More than 10,000 workers have contracted COVID-19 due to work-related exposures, statistics from the Ontario Workplace Safety and Insurance Board show.

One of the issues that appears to be fuelling workplace infections is the lack of clarity or consistency surrounding mask-wearing rules in workplaces in Canada.

Across the country, each province and in some cases individual health units or workplace safety boards offer varying guidance on masks at work.

It’s a patchwork that can be confusing. Multiple business operators say they want to stick to the rules and keep workers safe, but have found the regulations unclear.

The “ambiguous” messaging around mask-wearing in the workplace prompted the office manager at TEC Business Solutions to repeatedly call public health over the last several months to ensure they were following rules, Prencipe said.

“We wanted to follow the protocols and keep our employees safe,” he said. “They told us we were taking the right precautions.”

Still, Prencipe made the call to tighten the mask rules in his workplace following the December outbreak, a move that Ontario appears to have followed.

In response to the “alarming and exceptional circumstances,” the province said individuals are now required to wear a mask or face covering in the indoor areas of businesses at all times.

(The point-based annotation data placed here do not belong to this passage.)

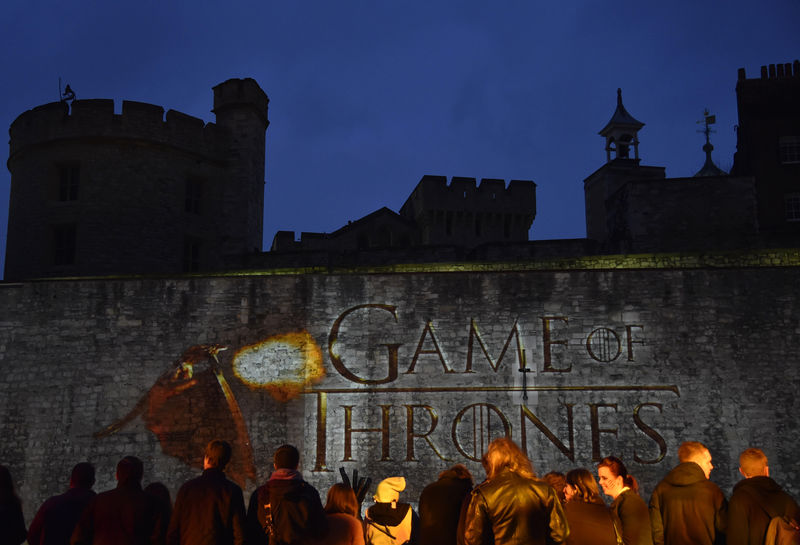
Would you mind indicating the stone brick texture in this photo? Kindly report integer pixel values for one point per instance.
(626, 358)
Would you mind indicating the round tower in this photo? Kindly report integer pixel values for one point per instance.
(98, 193)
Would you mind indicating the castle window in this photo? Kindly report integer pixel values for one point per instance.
(68, 181)
(792, 201)
(789, 147)
(194, 194)
(64, 237)
(191, 254)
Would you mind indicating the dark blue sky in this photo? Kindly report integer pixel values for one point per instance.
(367, 97)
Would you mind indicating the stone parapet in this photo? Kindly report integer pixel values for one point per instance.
(95, 118)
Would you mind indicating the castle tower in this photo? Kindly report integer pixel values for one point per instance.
(601, 187)
(709, 168)
(240, 107)
(621, 132)
(768, 145)
(98, 193)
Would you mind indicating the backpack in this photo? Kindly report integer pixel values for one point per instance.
(782, 531)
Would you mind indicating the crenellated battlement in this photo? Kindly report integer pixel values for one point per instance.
(95, 118)
(775, 71)
(465, 194)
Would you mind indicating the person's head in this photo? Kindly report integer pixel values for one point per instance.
(458, 471)
(614, 478)
(130, 470)
(694, 451)
(341, 499)
(388, 490)
(286, 457)
(581, 486)
(217, 454)
(82, 476)
(753, 463)
(502, 454)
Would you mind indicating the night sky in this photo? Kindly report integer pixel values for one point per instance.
(367, 97)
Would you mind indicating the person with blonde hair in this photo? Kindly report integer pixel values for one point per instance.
(590, 521)
(756, 499)
(629, 510)
(341, 512)
(513, 507)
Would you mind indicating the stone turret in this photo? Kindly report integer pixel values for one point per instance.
(99, 193)
(241, 108)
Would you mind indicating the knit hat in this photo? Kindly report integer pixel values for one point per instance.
(389, 490)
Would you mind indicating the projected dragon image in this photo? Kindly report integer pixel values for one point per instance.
(193, 403)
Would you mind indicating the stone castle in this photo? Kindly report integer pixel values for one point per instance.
(401, 343)
(94, 193)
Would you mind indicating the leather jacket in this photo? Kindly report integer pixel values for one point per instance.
(514, 510)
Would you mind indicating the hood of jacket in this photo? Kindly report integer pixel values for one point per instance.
(385, 513)
(685, 474)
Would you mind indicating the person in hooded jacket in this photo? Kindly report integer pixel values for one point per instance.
(440, 506)
(590, 521)
(388, 521)
(755, 500)
(57, 517)
(685, 507)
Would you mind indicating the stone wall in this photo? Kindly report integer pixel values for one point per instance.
(404, 372)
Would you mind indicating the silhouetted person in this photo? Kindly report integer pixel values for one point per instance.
(209, 509)
(341, 513)
(513, 507)
(629, 510)
(558, 482)
(285, 510)
(389, 521)
(756, 500)
(122, 516)
(440, 506)
(56, 518)
(160, 494)
(12, 523)
(590, 521)
(686, 508)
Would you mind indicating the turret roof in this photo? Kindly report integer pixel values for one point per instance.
(621, 118)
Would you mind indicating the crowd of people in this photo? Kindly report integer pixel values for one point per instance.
(510, 507)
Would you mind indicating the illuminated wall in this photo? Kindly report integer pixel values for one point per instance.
(403, 372)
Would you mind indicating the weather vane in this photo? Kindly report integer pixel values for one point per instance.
(67, 95)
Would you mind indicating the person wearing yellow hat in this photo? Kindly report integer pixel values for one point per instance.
(389, 521)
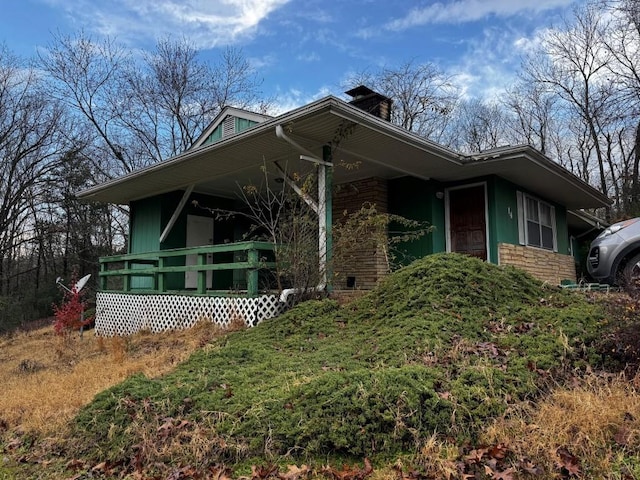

Ontario is also stepping up enforcement measures. Provincial workplace inspectors are expected to focus on areas of high transmission, including break rooms, and issue tickets those not wearing a mask indoors.

Indeed, Prencipe said the virus may have been spread in either the company’s lunchroom or bathroom, spaces that both plant and office workers access.

Yet other provinces continue to only require masks in workplaces where employees are interacting with the public, or if two meters of distance cannot be maintained between workers.

In Nova Scotia, for example, the provincial mask requirement applies to spaces the public has access to _ not private spaces.

“We encourage business owners/employers to set their own policies for private spaces,” Health Department spokeswoman Marla MacInnis said in an email.